Opinion

Generative AI is undercutting publishers

In November 2022, OpenAI released ChatGPT, a natural language processing tool that interprets human queries or requests and answers them in real time. Since ChatGPT was released, big tech platforms have raced to release their own AI products and integrations.[1] These software solutions are referred to as Large Language Models (LLMs). To generate natural language responses to user prompts, LLMs must be trained on vast amounts of data, including copyrighted data published online. Those publishing businesses who are used to produce the “training content” that makes generative AI more accurate, lose traffic and will be unable to compete for attractive and targeted advertising revenue.

The training data used on LLMs is collected or “scraped” from the web. This can sometimes include copyrighted material and it is also often done without express permission. For example, when responding to a question about accommodation in Brussels, Microsoft’s AI product used content from various sources, including TripAdvisor, and prominently displayed a map of accommodation in Brussels, similar to that which TripAdvisor displays on its own website.

Litigation around this exact issue has already begun to trickle in, in relation to AI. A California class action has been filed against GitHub, Microsoft and OpenAI[2] for their Copilot product which “outputs text derived from the [complainants’] licensed materials without adhering to the applicable license terms and applicable laws”.[3] Copilot essentially redistributes code that is sourced from open-source repositories, without attribution, and monetises it by keeping it inside a GitHub-controlled paywall. Though the complaint was only filed late last year, the implications of this case will be far-reaching for AI. 

Getty Images has also initiated legal proceedings against Stability AI in the United Kingdom, relating to Stability AI’s alleged copying of millions of its images, according to a recent press release,[4] with a similar suit brought by artists in California.[5] Getty Images was also one of the successful claimants against Google in the original EU Search and Shopping case.

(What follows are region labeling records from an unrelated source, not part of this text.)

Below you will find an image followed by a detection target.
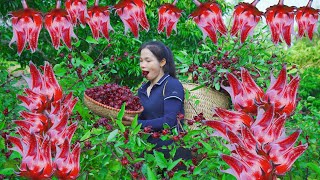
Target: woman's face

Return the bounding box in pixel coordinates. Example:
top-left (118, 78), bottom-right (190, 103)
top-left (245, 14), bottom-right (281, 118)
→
top-left (140, 48), bottom-right (166, 82)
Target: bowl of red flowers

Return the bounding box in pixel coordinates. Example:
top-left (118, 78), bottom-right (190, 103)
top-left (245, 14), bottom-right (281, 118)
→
top-left (84, 84), bottom-right (143, 118)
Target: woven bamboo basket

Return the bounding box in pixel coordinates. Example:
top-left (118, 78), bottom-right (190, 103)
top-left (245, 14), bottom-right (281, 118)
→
top-left (84, 93), bottom-right (143, 118)
top-left (182, 83), bottom-right (230, 129)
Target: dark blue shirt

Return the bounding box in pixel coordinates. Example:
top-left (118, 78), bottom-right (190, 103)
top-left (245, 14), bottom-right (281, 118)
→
top-left (138, 74), bottom-right (184, 147)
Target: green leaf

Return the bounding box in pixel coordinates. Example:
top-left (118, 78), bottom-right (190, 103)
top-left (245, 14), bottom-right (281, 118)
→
top-left (132, 124), bottom-right (141, 135)
top-left (73, 41), bottom-right (81, 47)
top-left (307, 162), bottom-right (320, 175)
top-left (116, 103), bottom-right (126, 132)
top-left (190, 84), bottom-right (205, 91)
top-left (108, 160), bottom-right (121, 172)
top-left (131, 115), bottom-right (138, 129)
top-left (86, 36), bottom-right (98, 44)
top-left (0, 120), bottom-right (6, 130)
top-left (200, 140), bottom-right (212, 151)
top-left (168, 158), bottom-right (182, 171)
top-left (107, 129), bottom-right (119, 142)
top-left (193, 166), bottom-right (201, 175)
top-left (80, 52), bottom-right (93, 66)
top-left (0, 168), bottom-right (14, 175)
top-left (147, 166), bottom-right (157, 180)
top-left (80, 130), bottom-right (91, 141)
top-left (53, 63), bottom-right (67, 77)
top-left (153, 150), bottom-right (168, 169)
top-left (0, 138), bottom-right (6, 149)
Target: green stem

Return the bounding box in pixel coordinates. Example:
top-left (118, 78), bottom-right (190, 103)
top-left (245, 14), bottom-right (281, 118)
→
top-left (21, 0), bottom-right (28, 9)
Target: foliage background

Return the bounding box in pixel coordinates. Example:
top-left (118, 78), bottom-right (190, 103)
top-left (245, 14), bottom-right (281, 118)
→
top-left (0, 0), bottom-right (320, 179)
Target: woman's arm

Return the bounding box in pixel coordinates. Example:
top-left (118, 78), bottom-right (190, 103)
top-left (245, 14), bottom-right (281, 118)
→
top-left (138, 98), bottom-right (183, 131)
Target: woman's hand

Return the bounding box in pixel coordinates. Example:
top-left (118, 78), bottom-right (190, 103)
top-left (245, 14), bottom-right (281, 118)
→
top-left (122, 116), bottom-right (134, 126)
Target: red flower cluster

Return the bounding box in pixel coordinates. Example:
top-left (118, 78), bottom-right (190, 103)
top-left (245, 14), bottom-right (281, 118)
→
top-left (230, 0), bottom-right (262, 43)
top-left (9, 0), bottom-right (319, 55)
top-left (189, 0), bottom-right (228, 44)
top-left (87, 0), bottom-right (114, 39)
top-left (158, 0), bottom-right (182, 37)
top-left (44, 0), bottom-right (78, 49)
top-left (9, 0), bottom-right (42, 55)
top-left (8, 62), bottom-right (80, 179)
top-left (114, 0), bottom-right (150, 38)
top-left (296, 0), bottom-right (319, 40)
top-left (204, 67), bottom-right (308, 179)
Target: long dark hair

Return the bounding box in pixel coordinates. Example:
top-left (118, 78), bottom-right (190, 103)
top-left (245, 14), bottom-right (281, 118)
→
top-left (138, 41), bottom-right (177, 78)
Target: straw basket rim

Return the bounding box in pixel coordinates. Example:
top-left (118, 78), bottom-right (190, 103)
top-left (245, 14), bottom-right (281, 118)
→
top-left (84, 92), bottom-right (144, 114)
top-left (182, 82), bottom-right (230, 122)
top-left (181, 82), bottom-right (228, 96)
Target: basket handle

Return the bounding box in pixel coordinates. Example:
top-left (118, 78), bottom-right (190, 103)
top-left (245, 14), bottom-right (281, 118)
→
top-left (162, 81), bottom-right (168, 97)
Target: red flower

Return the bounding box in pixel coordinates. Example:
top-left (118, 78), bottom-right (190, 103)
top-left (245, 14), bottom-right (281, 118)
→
top-left (54, 139), bottom-right (81, 179)
top-left (8, 134), bottom-right (53, 179)
top-left (265, 0), bottom-right (294, 46)
top-left (230, 0), bottom-right (262, 43)
top-left (87, 0), bottom-right (113, 39)
top-left (44, 0), bottom-right (78, 49)
top-left (47, 111), bottom-right (77, 146)
top-left (189, 0), bottom-right (228, 44)
top-left (17, 62), bottom-right (62, 112)
top-left (14, 111), bottom-right (48, 133)
top-left (9, 0), bottom-right (42, 55)
top-left (114, 0), bottom-right (150, 38)
top-left (221, 68), bottom-right (264, 113)
top-left (296, 0), bottom-right (319, 40)
top-left (263, 66), bottom-right (300, 115)
top-left (158, 0), bottom-right (182, 37)
top-left (66, 0), bottom-right (88, 25)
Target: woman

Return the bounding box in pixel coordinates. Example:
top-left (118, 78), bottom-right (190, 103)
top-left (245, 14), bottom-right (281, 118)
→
top-left (124, 41), bottom-right (191, 159)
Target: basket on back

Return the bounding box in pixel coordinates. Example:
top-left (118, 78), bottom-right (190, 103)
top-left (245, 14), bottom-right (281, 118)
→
top-left (84, 93), bottom-right (143, 118)
top-left (182, 83), bottom-right (229, 129)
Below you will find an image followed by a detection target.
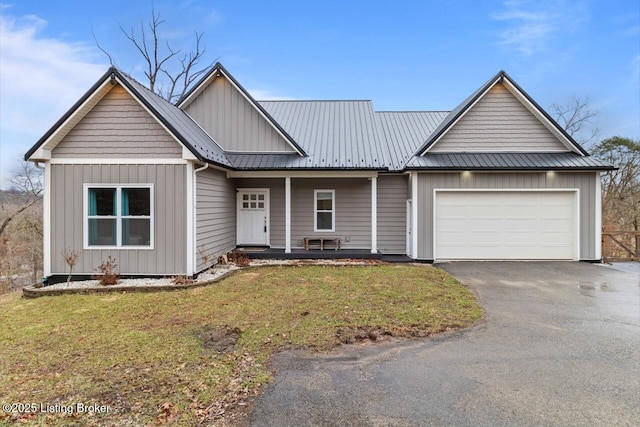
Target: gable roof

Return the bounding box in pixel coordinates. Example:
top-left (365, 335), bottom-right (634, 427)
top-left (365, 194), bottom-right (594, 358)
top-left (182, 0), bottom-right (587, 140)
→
top-left (25, 64), bottom-right (613, 172)
top-left (176, 62), bottom-right (307, 156)
top-left (415, 71), bottom-right (589, 156)
top-left (25, 67), bottom-right (232, 167)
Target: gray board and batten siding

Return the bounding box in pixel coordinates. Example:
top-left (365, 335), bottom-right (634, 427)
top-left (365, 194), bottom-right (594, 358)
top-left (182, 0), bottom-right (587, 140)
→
top-left (195, 169), bottom-right (236, 272)
top-left (48, 164), bottom-right (187, 275)
top-left (51, 85), bottom-right (182, 159)
top-left (429, 83), bottom-right (568, 153)
top-left (237, 178), bottom-right (371, 249)
top-left (184, 76), bottom-right (295, 153)
top-left (417, 172), bottom-right (599, 260)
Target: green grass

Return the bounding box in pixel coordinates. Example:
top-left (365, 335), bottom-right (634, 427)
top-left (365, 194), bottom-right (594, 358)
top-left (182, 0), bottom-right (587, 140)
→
top-left (0, 265), bottom-right (482, 425)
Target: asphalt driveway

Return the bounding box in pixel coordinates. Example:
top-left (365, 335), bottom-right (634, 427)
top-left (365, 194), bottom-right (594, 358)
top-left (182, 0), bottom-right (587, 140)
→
top-left (250, 262), bottom-right (640, 426)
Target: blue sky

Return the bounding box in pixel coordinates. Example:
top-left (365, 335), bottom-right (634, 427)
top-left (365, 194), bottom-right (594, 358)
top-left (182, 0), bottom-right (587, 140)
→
top-left (0, 0), bottom-right (640, 186)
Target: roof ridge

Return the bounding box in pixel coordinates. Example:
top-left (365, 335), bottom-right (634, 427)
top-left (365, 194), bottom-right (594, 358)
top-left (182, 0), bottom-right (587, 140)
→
top-left (256, 99), bottom-right (373, 103)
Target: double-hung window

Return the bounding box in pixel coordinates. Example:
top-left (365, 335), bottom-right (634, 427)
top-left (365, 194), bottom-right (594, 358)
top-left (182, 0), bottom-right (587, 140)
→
top-left (85, 184), bottom-right (153, 248)
top-left (313, 190), bottom-right (336, 231)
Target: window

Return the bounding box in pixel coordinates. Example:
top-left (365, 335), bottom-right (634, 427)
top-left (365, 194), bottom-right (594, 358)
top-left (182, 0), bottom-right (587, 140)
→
top-left (313, 190), bottom-right (335, 231)
top-left (85, 185), bottom-right (153, 248)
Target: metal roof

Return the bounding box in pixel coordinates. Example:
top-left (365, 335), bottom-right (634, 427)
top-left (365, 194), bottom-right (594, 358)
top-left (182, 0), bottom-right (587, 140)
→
top-left (406, 153), bottom-right (615, 170)
top-left (259, 101), bottom-right (391, 169)
top-left (375, 111), bottom-right (449, 170)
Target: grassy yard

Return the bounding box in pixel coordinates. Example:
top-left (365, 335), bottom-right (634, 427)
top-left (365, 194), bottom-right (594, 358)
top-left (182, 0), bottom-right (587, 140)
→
top-left (0, 265), bottom-right (482, 425)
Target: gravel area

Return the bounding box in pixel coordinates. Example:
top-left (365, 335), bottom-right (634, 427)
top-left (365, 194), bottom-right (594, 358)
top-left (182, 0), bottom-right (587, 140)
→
top-left (44, 259), bottom-right (382, 290)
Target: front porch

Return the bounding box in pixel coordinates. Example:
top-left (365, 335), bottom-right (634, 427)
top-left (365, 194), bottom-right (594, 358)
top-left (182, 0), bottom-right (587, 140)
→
top-left (237, 247), bottom-right (414, 262)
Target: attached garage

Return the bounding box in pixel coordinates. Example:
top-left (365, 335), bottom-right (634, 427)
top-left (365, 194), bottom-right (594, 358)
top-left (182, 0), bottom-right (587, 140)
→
top-left (433, 189), bottom-right (579, 260)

While litigation on these issues remains nascent, it is clear that some solution must be reached, else publishers will be disincentivised from producing content, if they can no longer effectively monetise it. 

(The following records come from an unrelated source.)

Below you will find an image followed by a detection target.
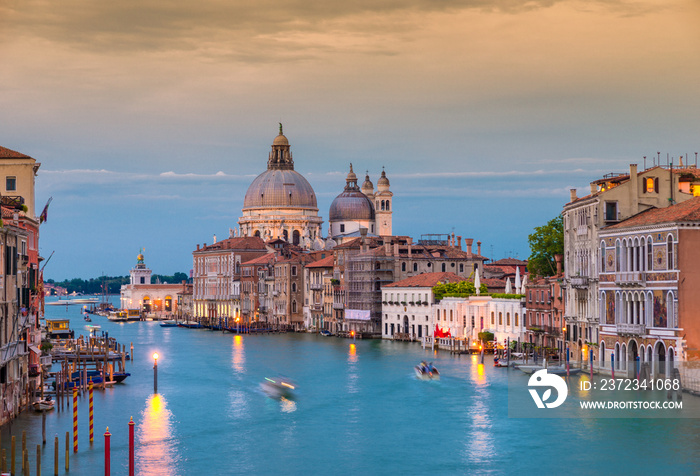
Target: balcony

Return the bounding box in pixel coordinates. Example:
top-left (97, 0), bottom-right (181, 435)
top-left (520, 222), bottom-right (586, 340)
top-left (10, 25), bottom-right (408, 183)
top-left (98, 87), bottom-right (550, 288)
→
top-left (617, 324), bottom-right (646, 336)
top-left (615, 271), bottom-right (646, 286)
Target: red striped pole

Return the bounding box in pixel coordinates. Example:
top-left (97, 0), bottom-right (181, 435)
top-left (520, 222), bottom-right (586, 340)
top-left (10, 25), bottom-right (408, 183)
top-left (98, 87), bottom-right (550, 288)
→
top-left (129, 417), bottom-right (134, 476)
top-left (73, 387), bottom-right (78, 453)
top-left (88, 377), bottom-right (95, 444)
top-left (105, 427), bottom-right (112, 476)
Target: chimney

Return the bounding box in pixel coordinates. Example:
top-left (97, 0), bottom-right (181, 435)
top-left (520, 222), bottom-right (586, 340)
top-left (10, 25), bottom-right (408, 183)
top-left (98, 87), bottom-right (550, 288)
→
top-left (630, 164), bottom-right (640, 210)
top-left (554, 255), bottom-right (564, 276)
top-left (569, 188), bottom-right (578, 202)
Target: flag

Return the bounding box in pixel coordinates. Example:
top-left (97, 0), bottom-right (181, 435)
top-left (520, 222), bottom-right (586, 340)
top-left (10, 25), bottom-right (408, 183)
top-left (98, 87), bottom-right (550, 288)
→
top-left (39, 197), bottom-right (53, 224)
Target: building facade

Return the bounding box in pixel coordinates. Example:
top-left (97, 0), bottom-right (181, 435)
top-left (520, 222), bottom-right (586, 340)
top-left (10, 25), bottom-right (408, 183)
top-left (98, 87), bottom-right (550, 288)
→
top-left (595, 197), bottom-right (700, 376)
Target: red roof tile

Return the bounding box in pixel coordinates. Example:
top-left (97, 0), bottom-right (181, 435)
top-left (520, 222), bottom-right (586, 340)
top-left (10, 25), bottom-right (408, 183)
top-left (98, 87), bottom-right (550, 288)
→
top-left (306, 255), bottom-right (334, 268)
top-left (603, 197), bottom-right (700, 230)
top-left (0, 146), bottom-right (31, 159)
top-left (385, 272), bottom-right (467, 288)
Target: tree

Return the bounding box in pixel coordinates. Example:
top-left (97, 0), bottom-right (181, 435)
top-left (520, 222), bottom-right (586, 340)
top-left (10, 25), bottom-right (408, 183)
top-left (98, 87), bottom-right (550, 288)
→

[1] Google has since released a rival to ChatGPT called ‘Bard’Microsoft is integrating Bing AI into the Bing Mobile app and SkypeMeta has introduced LLaMA.

[2] GitHub Copilot litigation · Joseph Saveri Law Firm & Matthew Butterick.

[3] Microsoft Word – 2022-11-02 Copilot Complaint (near final) (githubcopilotlitigation.com) at 3. 

[4] Getty Images Statement – Getty Images.

[5] Anderson v. Stability AI Ltd, U.S. District Court for the Norther District of California, No. 3.23 -cv-00201.